DÍA DE REYES: QUÉ DICE LA CIENCIA SOBRE EL ORIGEN REAL DE LA ESTRELLA DE BELÉN
A siglos del relato bíblico, la ciencia analizó distintas hipótesis astronómicas —supernova, cometa y conjunción planetaria— para explicar la estrella de Belén.
Desde hace siglos, la estrella de Belén ocupa un lugar central en el relato del nacimiento de Jesús y en la tradición del Día de Reyes. Descripta únicamente en el Evangelio de San Mateo, esta misteriosa luz celestial habría guiado a los Reyes Magos hasta Judea. Más allá de la fe religiosa, la ciencia moderna se preguntó qué fenómeno astronómico real pudo haber dado origen a uno de los símbolos más perdurables del cristianismo.
A lo largo del tiempo, astrónomos e historiadores analizaron registros antiguos y reconstrucciones del cielo para intentar explicar la aparición de una luz excepcional, visible durante un período prolongado y lo suficientemente llamativa como para ser interpretada como una señal extraordinaria.
Las hipótesis científicas en debate
Una de las primeras teorías evaluadas fue la de una supernova, la explosión final de una estrella masiva. Este fenómeno produce una luminosidad intensa que puede observarse desde la Tierra durante semanas o incluso meses, lo que permitiría explicar la aparición repentina de la estrella y su posterior desaparición.

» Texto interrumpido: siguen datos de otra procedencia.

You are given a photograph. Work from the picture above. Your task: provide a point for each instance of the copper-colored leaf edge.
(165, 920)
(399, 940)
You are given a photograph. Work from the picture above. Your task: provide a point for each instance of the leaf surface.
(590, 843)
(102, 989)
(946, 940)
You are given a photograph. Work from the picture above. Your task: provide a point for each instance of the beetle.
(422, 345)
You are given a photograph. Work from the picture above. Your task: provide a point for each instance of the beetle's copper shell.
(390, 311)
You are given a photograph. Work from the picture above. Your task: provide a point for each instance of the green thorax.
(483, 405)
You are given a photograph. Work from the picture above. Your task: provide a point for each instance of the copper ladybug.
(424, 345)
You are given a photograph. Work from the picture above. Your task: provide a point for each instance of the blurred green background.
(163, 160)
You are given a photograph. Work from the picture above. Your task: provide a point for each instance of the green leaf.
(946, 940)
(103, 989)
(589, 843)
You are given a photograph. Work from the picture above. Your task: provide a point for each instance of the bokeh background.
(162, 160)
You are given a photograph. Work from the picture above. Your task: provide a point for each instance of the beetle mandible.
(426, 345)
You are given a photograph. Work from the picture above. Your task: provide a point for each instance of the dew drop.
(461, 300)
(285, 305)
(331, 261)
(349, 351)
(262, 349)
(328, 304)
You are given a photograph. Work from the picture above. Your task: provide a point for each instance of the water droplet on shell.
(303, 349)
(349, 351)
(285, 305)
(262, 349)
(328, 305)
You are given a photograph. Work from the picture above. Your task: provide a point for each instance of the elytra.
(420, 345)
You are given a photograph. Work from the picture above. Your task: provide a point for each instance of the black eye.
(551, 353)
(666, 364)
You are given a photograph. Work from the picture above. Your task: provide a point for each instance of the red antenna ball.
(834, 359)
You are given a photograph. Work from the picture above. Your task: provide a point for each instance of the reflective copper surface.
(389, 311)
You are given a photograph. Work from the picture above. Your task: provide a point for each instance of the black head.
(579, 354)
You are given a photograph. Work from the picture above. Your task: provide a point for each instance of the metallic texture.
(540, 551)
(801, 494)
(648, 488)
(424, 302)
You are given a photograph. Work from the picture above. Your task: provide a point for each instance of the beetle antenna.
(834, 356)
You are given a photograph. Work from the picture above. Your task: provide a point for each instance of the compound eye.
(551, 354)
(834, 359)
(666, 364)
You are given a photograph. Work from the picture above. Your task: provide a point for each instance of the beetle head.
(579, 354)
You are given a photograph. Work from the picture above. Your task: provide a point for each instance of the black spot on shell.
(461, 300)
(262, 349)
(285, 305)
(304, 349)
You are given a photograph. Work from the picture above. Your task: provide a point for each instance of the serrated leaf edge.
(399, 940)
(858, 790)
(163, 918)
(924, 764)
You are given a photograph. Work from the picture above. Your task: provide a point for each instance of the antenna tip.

Sin embargo, esta hipótesis presenta una dificultad clave: una supernova de gran magnitud debería haber sido registrada por otras civilizaciones de la época, como la china o la babilónica, reconocidas por su detallado seguimiento astronómico. Hasta el momento, no existen registros históricos concluyentes que confirmen un evento de ese tipo en la fecha estimada del nacimiento de Jesús.
El cometa como señal celeste
Otra explicación con respaldo académico es la del cometa. Registros astronómicos chinos del año 5 a.C. mencionan la aparición de una “estrella escoba” que permaneció visible durante más de 70 días, una duración compatible con el relato bíblico.
Los especialistas señalaron que, debido a su desplazamiento lento en el firmamento, un cometa pudo haber parecido casi inmóvil desde la perspectiva terrestre. Este detalle coincide con la descripción del Evangelio, que afirma que la estrella “se detuvo” sobre el lugar donde se encontraba el niño, un punto central de la narración.
La conjunción planetaria, la hipótesis más aceptada
La explicación que logró mayor consenso científico es la de una conjunción planetaria. En el año 7 a.C., los planetas Júpiter y Saturno se alinearon en varias ocasiones dentro de la constelación de Piscis, generando un brillo inusual en el cielo nocturno.
Para los astrólogos de la antigüedad, Júpiter simbolizaba la realeza, mientras que Saturno estaba asociado al pueblo judío. La coincidencia de ambos cuerpos celestes en una constelación vinculada simbólicamente a Judea pudo haber sido interpretada como el anuncio del nacimiento de un nuevo rey, reforzando el significado del fenómeno observado.
Un misterio que sigue abierto
A pesar de los avances científicos y del análisis de registros astronómicos antiguos, la estrella de Belén continúa siendo un enigma sin una respuesta definitiva. Ninguna hipótesis logró explicar por completo todos los detalles del relato bíblico.
Lo cierto es que, ya haya sido una explosión estelar, el paso de un cometa o una alineación planetaria excepcional, el cielo de aquella época ofreció un espectáculo que dejó una huella profunda en la historia, la cultura y la tradición religiosa de la humanidad, manteniendo vivo un misterio que sigue fascinando a creyentes y científicos por igual.